No entanto, este não é o assunto (futebolístico, esportivo ou de atividade física) que aqui quero colocar, apesar de achar importante discuti-lo em aulas de Educação Física, por serem questões ligadas a temas pertinentes, mas outro assunto, a crise econômica mundial, que pelo menos nos dias de hoje, ainda não se tornou o centro das atenções, pelo menos para uma grande parte da população brasileira alijada das informações por interesses dos capitalistas e seus serviçais; parlamentares, governos em todos os seus graus, a imprensa capitalista; entre outros que comandam o país a seu bel prazer.
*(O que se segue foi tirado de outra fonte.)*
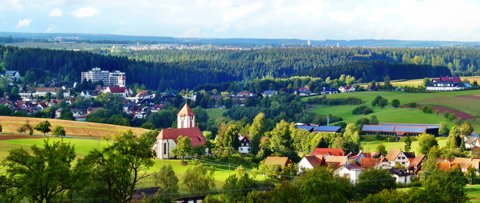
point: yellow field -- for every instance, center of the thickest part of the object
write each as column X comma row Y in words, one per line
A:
column 73, row 128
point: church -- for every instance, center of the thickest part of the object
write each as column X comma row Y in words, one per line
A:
column 167, row 138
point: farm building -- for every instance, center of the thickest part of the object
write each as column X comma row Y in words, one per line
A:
column 447, row 84
column 401, row 129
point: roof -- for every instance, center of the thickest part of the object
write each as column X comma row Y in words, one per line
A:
column 277, row 160
column 194, row 134
column 117, row 89
column 370, row 162
column 314, row 160
column 327, row 128
column 185, row 111
column 393, row 154
column 330, row 151
column 341, row 160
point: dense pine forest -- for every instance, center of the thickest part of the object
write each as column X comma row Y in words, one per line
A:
column 181, row 69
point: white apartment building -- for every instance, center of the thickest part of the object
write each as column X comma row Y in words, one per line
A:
column 115, row 78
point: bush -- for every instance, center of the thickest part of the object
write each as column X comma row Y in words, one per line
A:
column 362, row 110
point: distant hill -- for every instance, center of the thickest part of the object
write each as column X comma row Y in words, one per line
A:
column 242, row 42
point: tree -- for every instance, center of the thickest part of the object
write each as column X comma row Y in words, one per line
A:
column 256, row 132
column 381, row 149
column 372, row 181
column 408, row 143
column 44, row 127
column 183, row 148
column 199, row 179
column 396, row 103
column 443, row 129
column 116, row 170
column 59, row 131
column 167, row 183
column 425, row 142
column 45, row 174
column 320, row 185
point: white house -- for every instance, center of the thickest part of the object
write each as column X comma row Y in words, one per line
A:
column 167, row 138
column 244, row 147
column 349, row 171
column 397, row 157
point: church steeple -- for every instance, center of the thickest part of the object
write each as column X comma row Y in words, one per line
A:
column 185, row 117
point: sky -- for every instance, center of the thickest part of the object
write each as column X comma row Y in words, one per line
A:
column 454, row 20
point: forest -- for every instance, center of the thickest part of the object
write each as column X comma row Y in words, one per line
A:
column 182, row 69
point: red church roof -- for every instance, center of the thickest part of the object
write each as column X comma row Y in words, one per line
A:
column 186, row 111
column 331, row 151
column 194, row 134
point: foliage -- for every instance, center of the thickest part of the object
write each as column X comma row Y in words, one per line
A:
column 426, row 141
column 199, row 179
column 372, row 181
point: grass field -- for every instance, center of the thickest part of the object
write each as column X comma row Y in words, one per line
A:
column 215, row 113
column 371, row 146
column 73, row 128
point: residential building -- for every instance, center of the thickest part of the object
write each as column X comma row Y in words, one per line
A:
column 115, row 78
column 167, row 138
column 447, row 84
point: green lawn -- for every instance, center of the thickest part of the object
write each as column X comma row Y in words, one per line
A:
column 215, row 113
column 371, row 146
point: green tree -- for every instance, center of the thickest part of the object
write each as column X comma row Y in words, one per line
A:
column 45, row 174
column 396, row 103
column 59, row 131
column 372, row 181
column 425, row 142
column 116, row 170
column 199, row 179
column 44, row 127
column 256, row 132
column 381, row 149
column 167, row 183
column 183, row 148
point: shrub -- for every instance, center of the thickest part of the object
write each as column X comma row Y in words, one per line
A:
column 362, row 110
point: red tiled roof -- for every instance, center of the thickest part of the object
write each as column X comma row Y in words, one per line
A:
column 314, row 160
column 117, row 89
column 185, row 111
column 194, row 134
column 331, row 151
column 369, row 162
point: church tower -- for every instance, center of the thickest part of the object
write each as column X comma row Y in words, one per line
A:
column 185, row 118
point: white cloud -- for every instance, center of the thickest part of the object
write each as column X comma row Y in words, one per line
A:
column 85, row 12
column 56, row 12
column 24, row 22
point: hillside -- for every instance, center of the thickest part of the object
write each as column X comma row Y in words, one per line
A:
column 73, row 128
column 461, row 103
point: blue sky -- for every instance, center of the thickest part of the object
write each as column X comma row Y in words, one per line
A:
column 303, row 19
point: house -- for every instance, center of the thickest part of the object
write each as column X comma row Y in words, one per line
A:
column 471, row 142
column 328, row 151
column 310, row 162
column 397, row 157
column 400, row 129
column 447, row 84
column 13, row 75
column 344, row 89
column 167, row 138
column 303, row 91
column 269, row 93
column 377, row 163
column 244, row 147
column 349, row 171
column 401, row 176
column 330, row 90
column 121, row 91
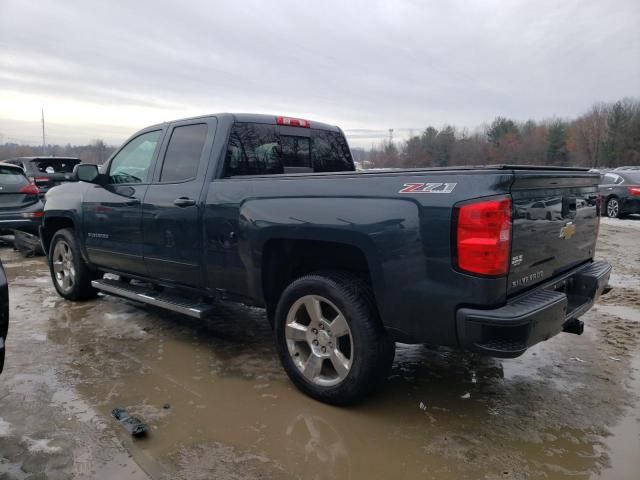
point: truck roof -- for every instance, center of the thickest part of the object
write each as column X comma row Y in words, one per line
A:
column 42, row 157
column 253, row 118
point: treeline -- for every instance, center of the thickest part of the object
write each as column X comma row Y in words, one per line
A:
column 608, row 135
column 97, row 152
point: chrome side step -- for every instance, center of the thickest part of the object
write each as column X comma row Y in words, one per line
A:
column 144, row 294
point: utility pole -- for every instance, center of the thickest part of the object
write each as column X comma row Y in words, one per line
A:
column 44, row 148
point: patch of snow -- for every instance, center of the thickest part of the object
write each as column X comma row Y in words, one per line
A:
column 5, row 428
column 37, row 446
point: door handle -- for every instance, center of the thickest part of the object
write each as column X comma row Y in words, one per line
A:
column 184, row 202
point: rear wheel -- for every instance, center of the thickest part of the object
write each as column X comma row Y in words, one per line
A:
column 613, row 208
column 329, row 341
column 70, row 274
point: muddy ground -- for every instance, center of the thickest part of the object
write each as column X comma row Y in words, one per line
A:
column 569, row 408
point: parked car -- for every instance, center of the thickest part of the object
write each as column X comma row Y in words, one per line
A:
column 20, row 205
column 620, row 191
column 269, row 211
column 4, row 313
column 46, row 172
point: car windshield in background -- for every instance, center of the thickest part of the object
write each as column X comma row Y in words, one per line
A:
column 11, row 176
column 56, row 165
column 631, row 177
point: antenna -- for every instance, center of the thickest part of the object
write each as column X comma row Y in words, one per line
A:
column 44, row 148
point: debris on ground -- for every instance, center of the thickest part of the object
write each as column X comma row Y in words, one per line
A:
column 134, row 425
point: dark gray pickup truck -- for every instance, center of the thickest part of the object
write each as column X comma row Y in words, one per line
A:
column 270, row 211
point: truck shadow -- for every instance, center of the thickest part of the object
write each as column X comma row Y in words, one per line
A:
column 437, row 407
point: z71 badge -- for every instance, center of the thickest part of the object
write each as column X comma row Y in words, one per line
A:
column 428, row 188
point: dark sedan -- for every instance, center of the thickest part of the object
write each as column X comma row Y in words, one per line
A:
column 620, row 191
column 20, row 205
column 46, row 172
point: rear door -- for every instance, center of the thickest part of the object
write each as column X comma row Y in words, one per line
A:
column 172, row 212
column 555, row 224
column 16, row 192
column 112, row 212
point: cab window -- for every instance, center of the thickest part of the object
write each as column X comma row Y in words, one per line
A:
column 133, row 162
column 183, row 153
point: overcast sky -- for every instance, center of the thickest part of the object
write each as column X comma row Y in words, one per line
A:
column 105, row 69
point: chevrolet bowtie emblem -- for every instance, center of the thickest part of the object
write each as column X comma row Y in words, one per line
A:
column 567, row 231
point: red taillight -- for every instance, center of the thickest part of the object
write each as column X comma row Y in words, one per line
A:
column 30, row 189
column 483, row 237
column 293, row 122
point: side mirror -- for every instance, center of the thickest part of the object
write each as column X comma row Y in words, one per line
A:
column 86, row 172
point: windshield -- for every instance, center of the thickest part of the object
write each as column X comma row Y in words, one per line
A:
column 55, row 165
column 12, row 177
column 632, row 177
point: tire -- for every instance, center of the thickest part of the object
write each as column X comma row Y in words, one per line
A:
column 330, row 367
column 613, row 208
column 70, row 274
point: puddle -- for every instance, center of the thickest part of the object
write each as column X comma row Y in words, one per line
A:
column 218, row 404
column 621, row 311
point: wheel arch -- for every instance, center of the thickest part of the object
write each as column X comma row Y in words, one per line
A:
column 307, row 255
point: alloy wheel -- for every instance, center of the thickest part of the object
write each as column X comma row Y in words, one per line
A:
column 63, row 266
column 319, row 340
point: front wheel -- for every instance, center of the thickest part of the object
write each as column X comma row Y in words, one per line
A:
column 329, row 340
column 613, row 208
column 70, row 274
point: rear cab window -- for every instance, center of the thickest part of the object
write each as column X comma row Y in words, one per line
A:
column 263, row 149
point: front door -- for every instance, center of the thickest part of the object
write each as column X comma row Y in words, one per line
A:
column 172, row 209
column 112, row 211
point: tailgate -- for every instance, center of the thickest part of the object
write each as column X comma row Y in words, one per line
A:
column 555, row 224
No último sábado, dia 23 de julho, um dos colunistas internacionais da Folha de São Paulo, Paul Krugman escreveu em sua coluna, com o título, “A Pequena Depressão”, matéria sobre a crise econômica que assola vários países da Europa, como a Grécia que tem dívida de 160% de seu PIB (Produto Interno Bruto); Itália que apresenta dívida de cerca de 120% de seu PIB e Portugal altamente endividado, além de vários outros no mesmo barco; do outro lado do Atlântico, também os Estados Unidos Da América, vive situação dramática, entre a cruz e a espada, de acordo com as linhas políticas dos que até o momento, mandam na política norte-americana, os democratas e os republicanos.
De acordo com este colunista, de um órgão de imprensa capitalista: ”Estes são tempos interessantes - no pior sentido. Estamos diante não de uma crise iminente, mas de duas com riscos de desastre global. Nos EUA, fanáticos de direita no Congresso podem bloquear a elevação necessária do teto da dívida. E, se o plano que acaba de ser acordado por chefes de Estado europeus não acalmar os mercados mundiais, poderemos ver dominós caindo em todo sul da Europa. Potencialmente as duas semeariam o caos.”
Após explanar sobre o desenvolvimento da grave crise, ele conclui seu texto de maneira muito preocupante; “Para quem conhece a história dos anos 30, soa muito familiar. Se alguma das negociações de dívida fracassar, é possível que estejamos perto de um replay de 1931, o colapso global dos bancos que fez a grande depressão ser tão grande.
Mas, se elas derem certo, estaremos prestes a repetir o grande erro de 1937: a opção prematura por contração fiscal que fez a recuperação descarrilar e garantiu que a Depressão continuasse até que a Segunda Guerra finalmente deu à economia o incentivo que ela precisava.”
Como mostra o retalho de texto a crise que se avizinha (inclusive do Brasil, que tem sua dívida em cerca de 40% do PIB) é muito grave, no entanto, assim como disse o autor, para quem conhece a história e para pessoas que participam ou já participaram de análises marxistas sobre o desenvolvimento econômico, tudo que está acontecendo neste momento, já foi previsto há mais de 150 anos por Karl Marx e Friedrich Engels e aprofundado por Gênios revolucionários como Lênin, Trótski e Rosa Luxemburgo e também as maneiras de lutar contra o que a burguesia ou a classe dominante, querem impor à maioria da população em seus países, ou seja, a miséria pelos chamados planos de austeridade, onde quem paga a conta são os trabalhadores, ou a guerra, onde a carne de canhão são os trabalhadores e seus filhos, para manter toda a burguesia no luxo e na avareza.
Para finalizar, volto ao tema inicial, que tem a ver com a Educação física, Fair play. Na vida econômica, política ou social, qual é o Fair Play, que os poderosos, que as burguesias que condenam todas as suas populações ao caos querem?
Eles querem que paguemos a conta da crise, com muito mais suor, com miséria, com dificuldades e se for o caso condenar milhares a perderem a vida em guerras, condenar trabalhadores a guerrearem contra trabalhadores, pois na pior das hipóteses os filhos dos poderosos serão os oficiais dos exércitos em guerra, onde o que está por detrás do falso patriotismo, altamente propagandeado, seja ele nacionalista, ou imperialista é o $$$$$$$, são os seus cofres abarrotados e a perspectiva de continuarem a crescer, enquanto o povo sofre e morre calado, sem questionar, sem mudar as relações, sem lutar. Esse é o Fair Play que os poderosos querem.
Mas a única saída para a maioria da população será a competição, não a competição uns contra os outros, trabalhadores contra trabalhadores (como em uma guerra mundial), mas a competição da classe trabalhadora por uma vida digna, humana lutando contra os interesses da burguesia, dos poderosos.